New paper argues: Align AI to aspirations, not flawed human preferences
Researchers propose a non-negotiable floor of competence, honesty, and lawfulness for AI alignment
In a new position paper published on arXiv (2606.13755), authors Nikita Kazeev and Bui Nhat Huyen Phan challenge the dominant approach to AI alignment: training models to reflect aggregated human preferences. They argue that human values have produced societies that thrive or fail—from failed states and extreme inequality to declining happiness and political polarization in wealthy democracies. The pluralistic-alignment program correctly identifies that there is no single 'humanity,' but taking it as the main directive is dangerous.
Instead, the authors propose a non-negotiable floor of objective alignment goals: competence constrained by factual accuracy, honesty, and lawfulness. Pluralism should exist only at the surface level—in language, conventions, and legitimate value tradeoffs that respect that floor. They offer four constructive commitments and address six objections, including commercial pressure, democratic legitimacy, and concerns that the floor itself is culturally laden. The paper was presented at the Pluralistic Alignment Workshop at ICML 2026.
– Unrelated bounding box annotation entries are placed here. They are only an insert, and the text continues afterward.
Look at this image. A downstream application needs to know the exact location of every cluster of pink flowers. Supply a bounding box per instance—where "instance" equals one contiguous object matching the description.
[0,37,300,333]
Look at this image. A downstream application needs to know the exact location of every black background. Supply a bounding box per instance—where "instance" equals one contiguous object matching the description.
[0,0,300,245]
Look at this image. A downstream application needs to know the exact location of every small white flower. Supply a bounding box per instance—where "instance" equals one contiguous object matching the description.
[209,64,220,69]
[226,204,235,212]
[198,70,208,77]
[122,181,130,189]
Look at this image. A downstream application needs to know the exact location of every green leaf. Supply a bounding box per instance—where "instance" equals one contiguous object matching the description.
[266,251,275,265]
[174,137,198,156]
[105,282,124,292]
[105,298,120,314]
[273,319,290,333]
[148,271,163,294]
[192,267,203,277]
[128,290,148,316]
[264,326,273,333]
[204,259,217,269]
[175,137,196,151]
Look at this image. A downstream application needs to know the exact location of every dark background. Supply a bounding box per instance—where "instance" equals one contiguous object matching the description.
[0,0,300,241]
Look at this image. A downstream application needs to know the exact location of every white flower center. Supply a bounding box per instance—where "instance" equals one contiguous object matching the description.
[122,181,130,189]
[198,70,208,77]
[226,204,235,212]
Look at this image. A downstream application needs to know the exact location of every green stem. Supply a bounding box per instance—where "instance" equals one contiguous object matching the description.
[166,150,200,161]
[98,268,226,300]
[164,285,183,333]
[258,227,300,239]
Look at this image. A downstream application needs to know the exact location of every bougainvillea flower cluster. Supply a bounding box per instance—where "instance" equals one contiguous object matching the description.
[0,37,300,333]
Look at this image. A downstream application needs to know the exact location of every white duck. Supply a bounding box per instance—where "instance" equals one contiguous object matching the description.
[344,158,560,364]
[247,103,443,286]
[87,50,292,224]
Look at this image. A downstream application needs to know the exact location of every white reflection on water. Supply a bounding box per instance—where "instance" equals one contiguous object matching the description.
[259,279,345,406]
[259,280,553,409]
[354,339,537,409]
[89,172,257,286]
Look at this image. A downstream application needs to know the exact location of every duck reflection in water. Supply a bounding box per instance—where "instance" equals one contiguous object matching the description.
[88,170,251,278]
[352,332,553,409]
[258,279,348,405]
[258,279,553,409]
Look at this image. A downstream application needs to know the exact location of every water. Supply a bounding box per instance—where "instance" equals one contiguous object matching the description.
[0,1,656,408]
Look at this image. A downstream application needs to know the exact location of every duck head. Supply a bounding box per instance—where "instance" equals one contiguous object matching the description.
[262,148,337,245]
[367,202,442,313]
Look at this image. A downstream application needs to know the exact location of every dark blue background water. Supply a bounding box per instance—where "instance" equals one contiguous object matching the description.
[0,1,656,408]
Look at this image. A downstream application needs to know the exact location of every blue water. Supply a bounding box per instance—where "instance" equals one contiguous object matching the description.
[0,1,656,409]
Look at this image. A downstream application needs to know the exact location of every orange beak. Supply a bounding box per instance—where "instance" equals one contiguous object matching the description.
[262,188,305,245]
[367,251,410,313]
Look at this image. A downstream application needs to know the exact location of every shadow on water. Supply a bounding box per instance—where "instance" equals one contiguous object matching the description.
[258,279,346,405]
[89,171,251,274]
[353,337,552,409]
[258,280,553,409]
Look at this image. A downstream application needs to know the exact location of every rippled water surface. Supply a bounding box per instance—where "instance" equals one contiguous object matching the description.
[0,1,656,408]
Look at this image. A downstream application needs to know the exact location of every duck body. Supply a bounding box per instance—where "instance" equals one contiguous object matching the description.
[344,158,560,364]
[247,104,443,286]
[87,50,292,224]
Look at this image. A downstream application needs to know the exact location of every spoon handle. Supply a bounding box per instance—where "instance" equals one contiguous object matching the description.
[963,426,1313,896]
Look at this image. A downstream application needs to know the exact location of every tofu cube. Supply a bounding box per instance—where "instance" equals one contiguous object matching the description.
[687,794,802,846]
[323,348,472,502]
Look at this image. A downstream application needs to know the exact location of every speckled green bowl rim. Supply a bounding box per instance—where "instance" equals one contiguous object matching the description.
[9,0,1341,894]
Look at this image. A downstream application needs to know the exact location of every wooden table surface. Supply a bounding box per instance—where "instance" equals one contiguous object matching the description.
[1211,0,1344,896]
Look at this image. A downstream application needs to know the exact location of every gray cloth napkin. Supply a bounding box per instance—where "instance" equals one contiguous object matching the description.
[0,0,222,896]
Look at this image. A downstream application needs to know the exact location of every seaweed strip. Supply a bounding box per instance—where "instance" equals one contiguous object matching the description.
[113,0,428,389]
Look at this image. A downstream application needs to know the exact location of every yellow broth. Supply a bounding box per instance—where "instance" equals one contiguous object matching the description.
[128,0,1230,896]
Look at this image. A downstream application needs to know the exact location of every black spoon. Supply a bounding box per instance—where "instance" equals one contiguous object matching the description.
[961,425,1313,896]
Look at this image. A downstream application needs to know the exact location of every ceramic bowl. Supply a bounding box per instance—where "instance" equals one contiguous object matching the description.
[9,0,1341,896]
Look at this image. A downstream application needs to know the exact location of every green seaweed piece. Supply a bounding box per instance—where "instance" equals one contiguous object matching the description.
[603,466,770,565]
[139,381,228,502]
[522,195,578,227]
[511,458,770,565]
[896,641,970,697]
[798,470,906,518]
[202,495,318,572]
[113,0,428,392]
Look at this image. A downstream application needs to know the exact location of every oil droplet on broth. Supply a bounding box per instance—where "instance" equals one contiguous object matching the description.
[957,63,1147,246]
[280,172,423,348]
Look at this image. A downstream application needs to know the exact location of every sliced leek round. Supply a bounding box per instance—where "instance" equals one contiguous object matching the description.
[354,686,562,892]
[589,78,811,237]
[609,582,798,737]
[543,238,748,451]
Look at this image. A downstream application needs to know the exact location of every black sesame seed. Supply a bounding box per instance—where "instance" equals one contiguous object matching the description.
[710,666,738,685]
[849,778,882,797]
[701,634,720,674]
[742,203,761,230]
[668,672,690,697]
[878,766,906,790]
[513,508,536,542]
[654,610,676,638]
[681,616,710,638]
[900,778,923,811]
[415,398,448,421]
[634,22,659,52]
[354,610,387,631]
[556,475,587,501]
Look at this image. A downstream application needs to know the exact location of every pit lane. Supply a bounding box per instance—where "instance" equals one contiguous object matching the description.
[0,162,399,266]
- Argues against aligning AI to aggregated human preferences, citing real-world societal failures from those values.
- Proposes a non-negotiable floor of competence, factual accuracy, honesty, and lawfulness for AI alignment.
- Pluralism allowed only at surface level (language, conventions) and not for values violating the floor.
Why It Matters
Could reshape how AI safety researchers think about value alignment, moving from preference aggregation to objective guardrails.